I must have blushed, because he said, “What?” and pulled back the book and read the page. And half snorted a laugh. “That one’s pretty good. But I like this one better.” He showed me “Fish in the unruffled lakes.” “You?”
” ‘Doom is dark and deeper than any sea-dingle…’ ” I quoted the title from memory.
” ‘Upon what man it fall/In spring,’ ” he continued. “Yeah, I like that one too. You don’t think it’s strange?”
”I always thought that particular poem was pretty strange. For example, here,” nervously pointing, and now so close I felt sea-deep within his ambience, his smell like toasted wheat bread that’s not yet cooled, “in the second stanza, where he writes about deeming of going and home and kissing his wife under a sheet, then instead he wakes and sees ‘Bird-flock nameless to him; through the doorway voices/Of new men making another love’ …”

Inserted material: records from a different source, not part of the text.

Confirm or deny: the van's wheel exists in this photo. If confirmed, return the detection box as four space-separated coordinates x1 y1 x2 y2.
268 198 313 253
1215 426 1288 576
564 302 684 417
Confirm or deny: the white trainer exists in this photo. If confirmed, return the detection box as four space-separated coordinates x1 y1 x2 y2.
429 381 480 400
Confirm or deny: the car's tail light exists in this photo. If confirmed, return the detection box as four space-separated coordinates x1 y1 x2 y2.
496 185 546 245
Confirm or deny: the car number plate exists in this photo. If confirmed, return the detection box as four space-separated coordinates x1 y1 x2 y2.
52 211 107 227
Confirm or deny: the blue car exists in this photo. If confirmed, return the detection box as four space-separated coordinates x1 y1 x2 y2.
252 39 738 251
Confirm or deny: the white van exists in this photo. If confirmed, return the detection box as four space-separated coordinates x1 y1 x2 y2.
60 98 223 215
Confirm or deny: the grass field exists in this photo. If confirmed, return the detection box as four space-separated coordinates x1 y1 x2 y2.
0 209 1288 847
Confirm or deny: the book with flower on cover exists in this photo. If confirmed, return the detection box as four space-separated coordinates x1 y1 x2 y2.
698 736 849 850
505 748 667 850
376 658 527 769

”Oh!” I suddenly said aloud. I’d for the first time realized what Auden must have meant with those phrases. “Oh, he must mean…” I stopped myself and began to blush. Gays, Auden must have meant, I thought but didn’t say. “New men making another love.” Opposed to a wife. What else could it mean?
”Mean what?” the sailor asked and read aloud. ” ‘…new men making another love.’ ”
He looked up, those remarkable huge, pale, silver-gray eyes so extravagantly set in dark, long, curled lashes, and seeing me red-faced, he too must have suddenly realized the words’ import, since he too began to color.
Which meant that against all expectations, all possibilities, all percentages, all fears of it not being so, the sailor must be gay too!
I couldn’t believe it. I almost levitated off the imported Albanian rose-red marble floor.
In that moment I felt us connect. It was as if a double-sided grappling hook and suddenly been flung and caught under each of our sternums, grasping tight into bone, biting deep into vital organs.